Forse sbaglio e sarai ben presto pieno zeppo di pensieri, impressioni ed
emozioni di questa mia vita… ma temo che non potrà mai essere così.
Il mio nome è Neville.
Neville Paciock.
Il mio nome è questo.
Non sono famoso per meriti conquistati, come il mio compagno di
dormitorio Harry Potter, talmente bravo sulla scopa da meritare di diventare un
Cercatore sin dal suo primo anno di scuola e unico ad essere sopravvissuto alla
peggiore delle maledizioni senza perdono, l’Avada Kedavra.
Io non sono neanche intelligente come la mia amica Hermione Granger,
anche se devo ammettere che di studenti migliori di lei ad Hogwarts si sono
contati sulla punta delle dita di una mano.

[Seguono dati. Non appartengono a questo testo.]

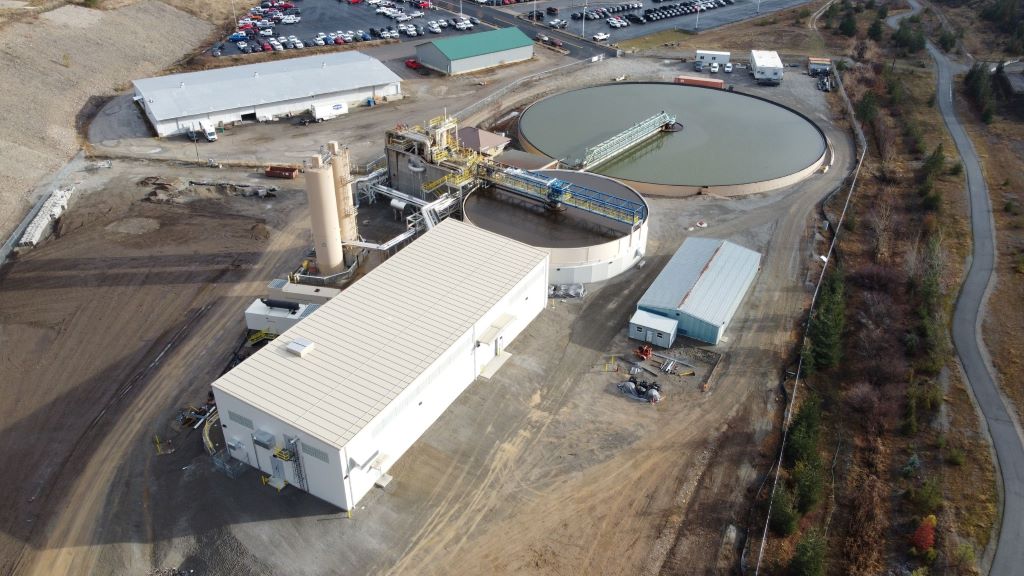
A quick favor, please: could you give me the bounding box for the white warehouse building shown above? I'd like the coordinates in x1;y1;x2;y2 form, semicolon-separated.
213;218;548;509
138;51;401;136
630;238;761;347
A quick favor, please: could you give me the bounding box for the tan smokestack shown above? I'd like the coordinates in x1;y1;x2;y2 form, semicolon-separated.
327;140;359;265
306;156;344;276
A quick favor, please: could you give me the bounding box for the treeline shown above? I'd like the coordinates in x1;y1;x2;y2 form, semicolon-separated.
964;63;1001;124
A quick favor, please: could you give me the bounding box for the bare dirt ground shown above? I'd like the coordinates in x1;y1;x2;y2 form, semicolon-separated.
0;0;213;238
0;164;304;574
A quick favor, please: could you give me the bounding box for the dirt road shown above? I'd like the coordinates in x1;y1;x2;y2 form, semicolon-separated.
0;166;304;574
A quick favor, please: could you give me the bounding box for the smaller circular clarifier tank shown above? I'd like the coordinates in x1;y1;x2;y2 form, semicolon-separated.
463;170;650;284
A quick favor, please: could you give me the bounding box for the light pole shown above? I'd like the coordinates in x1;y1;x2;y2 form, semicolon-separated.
580;0;587;40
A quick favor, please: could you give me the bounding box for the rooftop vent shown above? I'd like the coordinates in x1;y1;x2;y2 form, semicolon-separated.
285;338;316;358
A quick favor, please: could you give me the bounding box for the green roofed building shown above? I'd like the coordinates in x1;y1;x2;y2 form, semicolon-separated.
416;28;534;75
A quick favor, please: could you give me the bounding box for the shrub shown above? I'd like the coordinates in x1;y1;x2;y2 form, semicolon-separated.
939;29;956;52
906;480;942;516
910;515;938;554
854;90;879;124
899;453;921;478
792;452;824;515
790;531;825;576
768;487;800;536
867;19;884;42
839;10;857;38
785;394;821;466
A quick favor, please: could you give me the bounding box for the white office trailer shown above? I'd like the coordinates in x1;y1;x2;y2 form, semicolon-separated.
751;50;783;85
630;238;761;344
629;310;679;348
266;278;341;304
693;50;731;66
213;218;548;509
246;298;319;334
132;51;401;136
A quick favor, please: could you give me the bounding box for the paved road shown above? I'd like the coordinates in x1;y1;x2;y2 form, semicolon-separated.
889;0;1024;576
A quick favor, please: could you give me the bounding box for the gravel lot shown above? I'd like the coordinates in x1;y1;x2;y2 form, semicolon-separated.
216;0;486;55
0;0;213;247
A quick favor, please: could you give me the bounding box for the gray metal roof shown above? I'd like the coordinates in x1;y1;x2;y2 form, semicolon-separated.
132;51;401;120
638;238;761;326
213;219;548;448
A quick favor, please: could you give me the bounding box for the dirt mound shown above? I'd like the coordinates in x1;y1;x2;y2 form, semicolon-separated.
0;0;213;238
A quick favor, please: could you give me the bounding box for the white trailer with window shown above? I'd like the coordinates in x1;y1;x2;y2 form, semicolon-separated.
751;50;783;85
213;219;548;509
693;50;731;66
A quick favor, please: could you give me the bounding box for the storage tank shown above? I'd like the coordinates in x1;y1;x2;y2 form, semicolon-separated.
327;140;359;266
306;156;344;276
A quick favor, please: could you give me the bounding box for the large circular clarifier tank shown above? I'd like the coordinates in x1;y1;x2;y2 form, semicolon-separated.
519;83;827;195
463;170;650;284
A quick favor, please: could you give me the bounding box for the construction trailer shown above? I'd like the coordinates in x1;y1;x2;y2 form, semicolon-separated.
213;219;548;510
693;50;732;66
266;278;341;304
630;238;761;344
751;50;784;85
629;310;679;348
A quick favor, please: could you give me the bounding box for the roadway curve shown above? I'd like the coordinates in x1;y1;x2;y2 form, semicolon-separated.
888;0;1024;576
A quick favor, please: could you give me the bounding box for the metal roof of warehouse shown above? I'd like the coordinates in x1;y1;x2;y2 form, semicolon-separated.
639;238;761;326
430;28;534;60
133;51;401;120
213;219;547;448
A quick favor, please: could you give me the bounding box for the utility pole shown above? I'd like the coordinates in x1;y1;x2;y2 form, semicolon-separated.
580;0;587;40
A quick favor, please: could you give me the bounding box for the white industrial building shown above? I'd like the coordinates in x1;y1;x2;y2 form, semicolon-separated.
132;51;401;136
630;238;761;347
751;50;784;84
693;50;731;66
213;219;548;509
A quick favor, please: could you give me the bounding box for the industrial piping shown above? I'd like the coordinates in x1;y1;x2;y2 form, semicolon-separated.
327;140;359;266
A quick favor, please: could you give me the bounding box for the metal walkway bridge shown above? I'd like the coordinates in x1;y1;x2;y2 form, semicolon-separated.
572;112;676;170
478;164;647;227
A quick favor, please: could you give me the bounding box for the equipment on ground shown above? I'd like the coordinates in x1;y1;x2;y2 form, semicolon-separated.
636;344;654;360
616;376;662;404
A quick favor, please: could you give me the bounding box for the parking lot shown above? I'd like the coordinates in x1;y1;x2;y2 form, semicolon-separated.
214;0;489;55
496;0;807;43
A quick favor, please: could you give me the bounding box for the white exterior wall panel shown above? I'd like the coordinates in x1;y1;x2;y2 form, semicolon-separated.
217;390;352;509
143;84;400;136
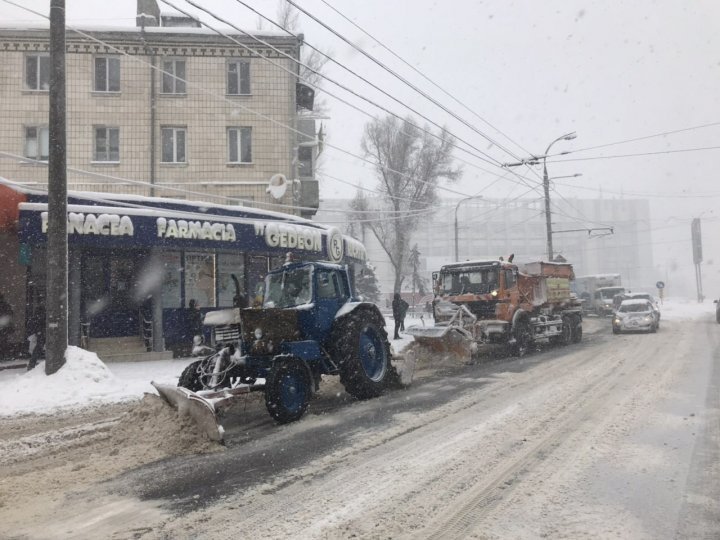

Non sono neanche così legato al famosissimo Harry Potter come lo è
Ronald Weasley, celebre anche per essere uno dei sette fratelli Weasley, tutti
rossi di capelli e tutti Grifondoro.
Anche io sono uno di Grifondoro, anche se ancora non sono certo se quel
cappello l’ha fatto per scherzo o parlava seriamente quando mi ha scelto per
questa casa.
Se tu mi vedessi camminare per la strada, sono certo non mi noteresti
neanche.
Se tu potessi gironzolare per la strada mi incontreresti ma non ti
ricorderesti mai di me.
Io sono quel tipo anonimo con i pantaloni di jeans e la t-shirt bianca,
un paio di scarpette da ginnastica logore ai piedi e uno zaino sulle spalle, un
ragazzo qualunque con un po’ di pancetta che spunta sopra la cintura e la
giacca a vento sulle spalle perché sono un tantino freddoloso.
Sarei un teenager qualunque.
Io sono questo.
Uno qualunque.
Eppure non sono un ragazzo qualunque.
In primo luogo perché sono nato il giorno prima del mio amico Harry, il
ragazzo più famoso della storia della magia, e questo mi accosterà per sempre a
lui.
E poi… io ho dei genitori famosi.
Se tu li vedessi per strada, amico mio, non potresti fare a meno di
notarli.
Si chiamano Frank e Alice.
Erano degli Auror.
Ora sono solo dei pazzi che forse non usciranno mai dal San Mungo e che
non ho mai conosciuto.
Io li conosco attraverso le chiacchiere dei parenti.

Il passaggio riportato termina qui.